HERE in TJ’s OWN words is MORE proof that the 10TH AMEN equated POWERS with RIGHTS and put RIGHTS in a COLLECTIVE frame! It proves that TJ himself believed that STATES had rights, and the FEDERAL GOVERNMENT had rights!!! Now, this is NOT before 1789 and speculation or debate; this is IN 1802, when TJ was already President of the US! And here HE is commenting BACKWARDS on the Constitution and BoR of over a decade earlier and STILL talking about STATES RESERVING RIGHTS NOT GRANTED TO THE UNION, meaning the concept and understanding of the terms was the same in 1802 as it was in 1789 and 1787!!! That is, the mere passage of the Constitution did NOT eradicate the concept or understanding of those beliefs held before the Constitution.

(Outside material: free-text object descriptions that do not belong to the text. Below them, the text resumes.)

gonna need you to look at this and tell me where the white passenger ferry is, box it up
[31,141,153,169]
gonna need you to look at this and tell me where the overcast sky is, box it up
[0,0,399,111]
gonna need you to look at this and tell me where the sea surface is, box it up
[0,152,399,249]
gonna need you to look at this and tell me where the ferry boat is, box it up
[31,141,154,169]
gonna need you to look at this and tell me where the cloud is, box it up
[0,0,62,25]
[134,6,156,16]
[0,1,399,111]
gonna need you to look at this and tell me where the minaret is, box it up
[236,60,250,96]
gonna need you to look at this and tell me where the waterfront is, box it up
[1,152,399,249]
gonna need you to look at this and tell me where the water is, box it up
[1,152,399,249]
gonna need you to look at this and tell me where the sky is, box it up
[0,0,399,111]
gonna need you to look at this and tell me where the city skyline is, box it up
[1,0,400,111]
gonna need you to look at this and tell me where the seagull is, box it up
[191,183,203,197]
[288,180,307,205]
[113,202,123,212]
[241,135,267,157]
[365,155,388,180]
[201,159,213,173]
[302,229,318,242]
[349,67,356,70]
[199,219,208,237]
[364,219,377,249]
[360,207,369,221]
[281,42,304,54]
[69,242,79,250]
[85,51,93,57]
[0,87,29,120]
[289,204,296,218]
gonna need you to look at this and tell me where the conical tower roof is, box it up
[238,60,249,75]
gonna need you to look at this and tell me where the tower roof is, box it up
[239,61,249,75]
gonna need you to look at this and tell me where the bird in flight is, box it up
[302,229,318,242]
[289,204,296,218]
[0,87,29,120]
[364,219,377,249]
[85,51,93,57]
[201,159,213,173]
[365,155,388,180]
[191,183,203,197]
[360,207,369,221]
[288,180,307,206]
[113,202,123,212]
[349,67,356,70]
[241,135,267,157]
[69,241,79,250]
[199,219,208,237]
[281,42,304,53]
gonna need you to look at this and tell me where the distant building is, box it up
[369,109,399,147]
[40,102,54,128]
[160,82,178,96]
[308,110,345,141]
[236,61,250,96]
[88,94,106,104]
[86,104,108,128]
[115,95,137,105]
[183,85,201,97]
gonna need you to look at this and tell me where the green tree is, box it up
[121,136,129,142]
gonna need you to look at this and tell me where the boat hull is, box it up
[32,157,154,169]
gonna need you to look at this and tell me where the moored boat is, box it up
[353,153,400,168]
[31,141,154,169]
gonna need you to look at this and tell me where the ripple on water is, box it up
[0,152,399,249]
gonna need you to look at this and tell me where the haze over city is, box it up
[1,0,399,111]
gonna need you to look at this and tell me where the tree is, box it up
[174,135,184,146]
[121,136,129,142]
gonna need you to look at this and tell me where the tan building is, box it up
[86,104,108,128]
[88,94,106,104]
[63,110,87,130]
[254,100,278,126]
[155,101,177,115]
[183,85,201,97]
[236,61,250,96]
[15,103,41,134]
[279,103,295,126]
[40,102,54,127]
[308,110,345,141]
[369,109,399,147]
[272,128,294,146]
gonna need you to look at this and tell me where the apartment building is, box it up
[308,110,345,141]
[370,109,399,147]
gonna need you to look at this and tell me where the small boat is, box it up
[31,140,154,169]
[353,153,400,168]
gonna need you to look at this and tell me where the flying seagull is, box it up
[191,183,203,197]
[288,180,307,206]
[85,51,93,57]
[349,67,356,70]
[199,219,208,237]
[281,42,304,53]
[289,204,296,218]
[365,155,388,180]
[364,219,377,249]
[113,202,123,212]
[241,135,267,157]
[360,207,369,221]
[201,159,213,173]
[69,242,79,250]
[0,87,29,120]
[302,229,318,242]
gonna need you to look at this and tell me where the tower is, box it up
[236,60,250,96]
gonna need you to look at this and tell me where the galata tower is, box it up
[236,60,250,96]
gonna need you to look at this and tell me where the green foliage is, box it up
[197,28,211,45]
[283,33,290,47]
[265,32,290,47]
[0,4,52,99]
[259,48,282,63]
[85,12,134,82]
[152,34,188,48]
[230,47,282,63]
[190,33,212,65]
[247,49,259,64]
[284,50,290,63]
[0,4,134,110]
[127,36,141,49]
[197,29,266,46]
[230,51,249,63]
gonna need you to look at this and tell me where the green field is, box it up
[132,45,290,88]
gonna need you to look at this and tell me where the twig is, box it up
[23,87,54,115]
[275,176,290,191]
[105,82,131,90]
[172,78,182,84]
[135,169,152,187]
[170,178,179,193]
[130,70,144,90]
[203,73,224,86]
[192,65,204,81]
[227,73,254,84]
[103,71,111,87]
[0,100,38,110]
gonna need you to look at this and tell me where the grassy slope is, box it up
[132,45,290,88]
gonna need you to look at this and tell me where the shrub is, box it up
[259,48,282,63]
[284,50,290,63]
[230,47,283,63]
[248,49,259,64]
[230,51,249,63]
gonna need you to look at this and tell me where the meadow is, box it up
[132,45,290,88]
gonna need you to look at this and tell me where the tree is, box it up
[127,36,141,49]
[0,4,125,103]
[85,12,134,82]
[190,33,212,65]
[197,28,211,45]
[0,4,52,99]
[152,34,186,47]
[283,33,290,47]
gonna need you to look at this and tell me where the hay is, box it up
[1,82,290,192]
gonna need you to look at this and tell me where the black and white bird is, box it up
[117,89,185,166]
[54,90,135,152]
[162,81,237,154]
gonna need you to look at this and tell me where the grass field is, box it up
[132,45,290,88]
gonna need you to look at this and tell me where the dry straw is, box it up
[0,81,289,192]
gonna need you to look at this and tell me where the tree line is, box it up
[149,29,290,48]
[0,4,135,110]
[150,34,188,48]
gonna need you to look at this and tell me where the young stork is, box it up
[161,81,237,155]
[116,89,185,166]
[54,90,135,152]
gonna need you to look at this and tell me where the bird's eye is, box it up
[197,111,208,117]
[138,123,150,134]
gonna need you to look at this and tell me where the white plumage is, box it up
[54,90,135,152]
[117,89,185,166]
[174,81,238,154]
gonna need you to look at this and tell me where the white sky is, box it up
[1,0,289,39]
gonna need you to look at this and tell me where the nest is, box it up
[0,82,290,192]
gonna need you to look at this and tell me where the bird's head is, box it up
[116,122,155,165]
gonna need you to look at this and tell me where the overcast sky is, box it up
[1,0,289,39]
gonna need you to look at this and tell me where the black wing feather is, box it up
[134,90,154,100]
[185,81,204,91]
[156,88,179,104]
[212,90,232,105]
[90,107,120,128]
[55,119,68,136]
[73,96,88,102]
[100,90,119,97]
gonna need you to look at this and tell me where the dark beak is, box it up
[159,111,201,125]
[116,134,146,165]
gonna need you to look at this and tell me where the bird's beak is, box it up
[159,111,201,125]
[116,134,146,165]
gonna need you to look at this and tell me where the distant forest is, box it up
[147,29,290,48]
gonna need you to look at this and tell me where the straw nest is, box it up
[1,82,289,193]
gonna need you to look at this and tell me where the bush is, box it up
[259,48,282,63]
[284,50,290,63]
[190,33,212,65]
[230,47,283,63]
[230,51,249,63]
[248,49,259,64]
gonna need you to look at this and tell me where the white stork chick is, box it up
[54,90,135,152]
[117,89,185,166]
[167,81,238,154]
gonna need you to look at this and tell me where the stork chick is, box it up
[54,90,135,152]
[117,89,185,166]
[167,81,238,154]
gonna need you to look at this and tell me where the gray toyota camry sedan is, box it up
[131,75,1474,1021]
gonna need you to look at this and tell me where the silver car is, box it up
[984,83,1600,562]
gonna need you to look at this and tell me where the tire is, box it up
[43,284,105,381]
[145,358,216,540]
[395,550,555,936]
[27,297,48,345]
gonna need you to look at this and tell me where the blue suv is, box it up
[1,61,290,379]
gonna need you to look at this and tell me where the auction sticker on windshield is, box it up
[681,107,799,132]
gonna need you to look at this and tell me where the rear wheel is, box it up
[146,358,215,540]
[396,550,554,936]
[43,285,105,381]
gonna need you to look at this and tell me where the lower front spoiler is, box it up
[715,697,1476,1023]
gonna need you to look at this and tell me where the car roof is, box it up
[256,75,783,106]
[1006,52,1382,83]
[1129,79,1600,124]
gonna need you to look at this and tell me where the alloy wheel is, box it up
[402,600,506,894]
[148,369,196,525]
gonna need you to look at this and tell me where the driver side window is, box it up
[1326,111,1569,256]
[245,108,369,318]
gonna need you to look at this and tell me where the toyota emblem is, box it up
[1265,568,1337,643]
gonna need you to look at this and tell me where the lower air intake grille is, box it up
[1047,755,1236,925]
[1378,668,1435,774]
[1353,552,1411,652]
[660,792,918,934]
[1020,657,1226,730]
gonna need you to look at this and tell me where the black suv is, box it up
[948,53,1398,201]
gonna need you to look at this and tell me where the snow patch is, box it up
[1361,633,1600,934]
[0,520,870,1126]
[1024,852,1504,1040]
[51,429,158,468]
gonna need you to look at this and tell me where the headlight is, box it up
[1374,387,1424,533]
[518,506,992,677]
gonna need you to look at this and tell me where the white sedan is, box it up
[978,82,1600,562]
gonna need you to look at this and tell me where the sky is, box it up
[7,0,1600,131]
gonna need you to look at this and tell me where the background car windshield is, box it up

They MAY have used the word "powers," but the concept of RIGHTS was still understood as being something STATES and THE UNION could RESERVE, or GRANT!!!
So, was TJ deluded, mad, mistaken, disingenuous, senile, confused, ignorant??? Or was he merely expressing the obvious and universally-held understanding of what BOTH terms meant in this context, and confirming that when Madison "accordingly moved in the first session of Congress for THESE amendments," that THAT was what Madison submitted as his intended purposes and understandings of their meaning! That is, according to TJ, Madison submitted an amendment for "the substitution of militia for a standing army" and another for "an express reservation to the States of all rights not specifically granted to the Union"! And it was THESE [purposes behind the] amendments "which were agreed to and ratified by the States as they now stand."
In the first letter, 12/20/87, TJ says: "I have a right to nothing, which another has a right to take away; and Congress will have a right to take away trials by jury in all civil cases." Again Congress, which is a "collective" government entity, and NOT an individual, has a RIGHT!
I trust this cumulative evidence will dispel forever the myth that, to the authors of the Declaration of Independence, Articles of Confederation, Constitution, and Bill of Rights, rights could ONLY be individual in nature, be held only BY individuals, and that they encompassed ALL individuals in ALL cases and, further, that collective rights can’t exist, and are some fictional creation of late 20th century liberals! As final proof, I repeat the cite from US v. CRUIKSHANK:
"Citizens are the members of the political community to which they belong. They are the people who compose the community, and who, in their associated capacity, have established or submitted themselves to the dominion of a government for the promotion of their general welfare and the protection of their individual as well as their collective rights. In the formation of a government, the people may confer upon it such powers as they choose. The government, when so formed, may, and when called upon should, exercise all the powers it has for the protection of the rights of its citizens and the people within its jurisdiction; but it can exercise no other. The duty of a government to afford protection is limited always by the power it possesses for that purpose." -- US v. CRUIKSHANK, 92 U.S. 542 (1875)
And review the cite in Terms.htm from Noah Webster’s Theory of Government that speaks to the rights and powers of the collective entity, be it a state or the body politic: "The sovereign power IS THE WHOLE BODY OF THE PEOPLE COLLECTIVELY."